Herman was “collector”, and per 30 March 1942 he was collector at the Treasury of the N.I.H.S. (Netherlands Israëlitic Main Synagogue) at the Houtmarkt (prior to the war named Jonas Daniel Meijerplein). The Jewish Council did not provide him with an official “Sperre” but on 29 July 1942 they issued him a so-called “deferment”, which meant that for the time being Herman, his wife and children would not yet be deported.
Notes from the registration cards of the Jewish Council show, that the Herman Cohen family was sent to concentration camp Vught on 16 January 1943. In 1942 the construction of “Concentration Camp Herzogenbusch” as Camp Vught officially was named, has started in 1942. When the first starving and exhausted prisoners arrived from Amersfoort in January 1943, the camp was not yet finished.

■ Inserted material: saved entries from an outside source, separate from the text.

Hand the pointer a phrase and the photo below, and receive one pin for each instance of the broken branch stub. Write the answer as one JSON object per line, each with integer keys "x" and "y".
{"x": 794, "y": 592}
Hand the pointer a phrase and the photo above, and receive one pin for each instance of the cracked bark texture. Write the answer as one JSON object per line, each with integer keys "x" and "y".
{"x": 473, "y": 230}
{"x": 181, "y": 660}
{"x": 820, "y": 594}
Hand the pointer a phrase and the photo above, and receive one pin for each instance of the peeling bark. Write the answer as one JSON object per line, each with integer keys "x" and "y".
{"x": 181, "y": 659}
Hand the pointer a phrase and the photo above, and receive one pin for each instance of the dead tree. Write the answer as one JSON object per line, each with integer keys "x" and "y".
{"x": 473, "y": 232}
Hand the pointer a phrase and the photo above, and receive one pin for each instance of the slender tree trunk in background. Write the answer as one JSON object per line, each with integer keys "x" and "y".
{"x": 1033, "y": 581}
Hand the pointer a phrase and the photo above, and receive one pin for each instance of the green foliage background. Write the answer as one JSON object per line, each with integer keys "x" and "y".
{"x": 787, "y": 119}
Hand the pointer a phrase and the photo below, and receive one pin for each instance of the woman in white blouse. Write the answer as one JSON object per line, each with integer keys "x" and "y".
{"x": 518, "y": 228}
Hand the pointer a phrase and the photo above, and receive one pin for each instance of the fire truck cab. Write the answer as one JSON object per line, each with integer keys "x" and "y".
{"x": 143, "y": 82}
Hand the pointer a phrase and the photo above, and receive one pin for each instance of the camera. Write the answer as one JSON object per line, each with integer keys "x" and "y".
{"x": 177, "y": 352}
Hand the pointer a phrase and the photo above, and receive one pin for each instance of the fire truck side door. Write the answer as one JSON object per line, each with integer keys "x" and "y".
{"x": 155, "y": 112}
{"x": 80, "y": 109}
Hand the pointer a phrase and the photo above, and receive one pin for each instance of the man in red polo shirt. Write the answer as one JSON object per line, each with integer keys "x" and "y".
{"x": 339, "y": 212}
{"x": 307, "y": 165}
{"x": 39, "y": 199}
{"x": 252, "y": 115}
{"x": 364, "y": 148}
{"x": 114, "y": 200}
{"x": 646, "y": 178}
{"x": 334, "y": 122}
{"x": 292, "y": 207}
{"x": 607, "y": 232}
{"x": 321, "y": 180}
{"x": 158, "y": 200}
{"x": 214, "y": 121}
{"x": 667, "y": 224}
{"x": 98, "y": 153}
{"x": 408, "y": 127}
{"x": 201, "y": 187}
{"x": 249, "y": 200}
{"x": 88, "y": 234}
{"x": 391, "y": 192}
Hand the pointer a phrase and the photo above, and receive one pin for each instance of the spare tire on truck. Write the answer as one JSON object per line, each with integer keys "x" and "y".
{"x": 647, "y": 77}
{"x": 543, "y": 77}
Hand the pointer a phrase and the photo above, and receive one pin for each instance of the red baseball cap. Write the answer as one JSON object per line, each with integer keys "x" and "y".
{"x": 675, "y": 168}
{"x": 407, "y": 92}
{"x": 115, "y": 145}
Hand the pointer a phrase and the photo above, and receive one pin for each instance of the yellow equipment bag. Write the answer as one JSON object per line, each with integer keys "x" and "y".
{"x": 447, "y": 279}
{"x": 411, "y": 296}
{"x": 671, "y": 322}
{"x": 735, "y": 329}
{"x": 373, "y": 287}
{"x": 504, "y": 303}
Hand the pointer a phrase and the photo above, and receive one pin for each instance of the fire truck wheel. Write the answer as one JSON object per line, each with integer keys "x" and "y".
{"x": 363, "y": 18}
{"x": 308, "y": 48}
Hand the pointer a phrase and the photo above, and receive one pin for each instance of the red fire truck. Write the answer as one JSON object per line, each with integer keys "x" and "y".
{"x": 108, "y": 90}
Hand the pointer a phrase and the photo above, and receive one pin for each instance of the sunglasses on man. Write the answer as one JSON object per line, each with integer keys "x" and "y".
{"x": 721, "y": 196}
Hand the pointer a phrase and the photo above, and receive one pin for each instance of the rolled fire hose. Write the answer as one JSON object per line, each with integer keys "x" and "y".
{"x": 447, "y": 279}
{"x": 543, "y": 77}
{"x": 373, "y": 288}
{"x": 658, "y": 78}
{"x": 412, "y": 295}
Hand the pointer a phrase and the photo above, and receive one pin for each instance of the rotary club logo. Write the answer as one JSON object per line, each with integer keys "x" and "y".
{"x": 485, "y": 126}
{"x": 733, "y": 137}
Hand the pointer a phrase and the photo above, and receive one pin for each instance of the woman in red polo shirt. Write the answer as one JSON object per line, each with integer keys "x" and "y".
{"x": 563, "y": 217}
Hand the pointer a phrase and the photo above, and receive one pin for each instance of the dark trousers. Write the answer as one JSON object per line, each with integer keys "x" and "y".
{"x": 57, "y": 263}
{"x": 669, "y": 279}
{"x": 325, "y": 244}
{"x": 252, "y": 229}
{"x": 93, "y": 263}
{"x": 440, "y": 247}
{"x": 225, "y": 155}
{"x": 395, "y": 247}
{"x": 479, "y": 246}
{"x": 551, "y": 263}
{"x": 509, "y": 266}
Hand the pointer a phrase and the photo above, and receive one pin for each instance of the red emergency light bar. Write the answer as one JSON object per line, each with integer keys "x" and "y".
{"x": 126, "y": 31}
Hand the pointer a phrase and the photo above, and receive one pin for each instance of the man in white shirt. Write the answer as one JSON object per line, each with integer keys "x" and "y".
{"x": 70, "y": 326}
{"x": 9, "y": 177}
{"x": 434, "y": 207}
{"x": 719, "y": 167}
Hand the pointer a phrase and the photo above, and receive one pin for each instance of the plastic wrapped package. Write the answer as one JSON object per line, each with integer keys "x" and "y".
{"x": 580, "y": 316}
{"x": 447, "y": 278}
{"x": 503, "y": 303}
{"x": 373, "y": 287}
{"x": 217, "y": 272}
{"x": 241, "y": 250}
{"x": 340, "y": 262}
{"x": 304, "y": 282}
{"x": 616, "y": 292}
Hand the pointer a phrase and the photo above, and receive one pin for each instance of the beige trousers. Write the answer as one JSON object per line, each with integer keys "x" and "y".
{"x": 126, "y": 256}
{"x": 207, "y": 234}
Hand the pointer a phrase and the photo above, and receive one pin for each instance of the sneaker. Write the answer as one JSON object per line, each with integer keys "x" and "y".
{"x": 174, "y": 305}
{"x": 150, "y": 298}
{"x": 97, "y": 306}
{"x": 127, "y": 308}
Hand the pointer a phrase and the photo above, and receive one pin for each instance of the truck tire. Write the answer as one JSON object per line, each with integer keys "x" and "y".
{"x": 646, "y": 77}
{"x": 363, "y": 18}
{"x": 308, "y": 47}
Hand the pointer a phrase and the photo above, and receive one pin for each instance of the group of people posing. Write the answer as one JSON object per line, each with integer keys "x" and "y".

The prisoners were “allowed to finish the construction themselves”. The miserable circumstances cost the lives of several hundred people in the first months. (Source: website Traces of War/Camp Vught)
Rijntje van Leeuwen and her two young children Mozes and Alexander Cohen, were deported on 7 June 1943 with the so-called “children transport” from Vught to Westerbork and the next day, on 8 June 1943 transported to Sobibor. On arrival there on 11 June they all were immediately killed in the gas chambers there.
Herman Cohen however, was only one month later sent from Vught to Westerbork, where he arrived on 3 July 1943 and had to stay in barrack 55. Three days later, on 6 July he was deported to Sobibor and on arrival there on 9 July 1943, Herman Cohen was killed too in the gas chambers there immediately.
Sources include the Municipal Archive of Den Haag, family registration card of Alexander van Leeuwen; the City Archive of Amsterdam, family registration card and archive card of Herman Cohen; the file cabinet of the Jewish Council, registration cards of Herman Cohen, Rijntje Cohen-van Leeuwen, Mozes Cohen and Alexander Cohen and website ITS Arolson, Camp card of Vught for Herman Cohen, Rijntje Cohen-van Leeuwen, Mozes Cohen and Alexander Cohen.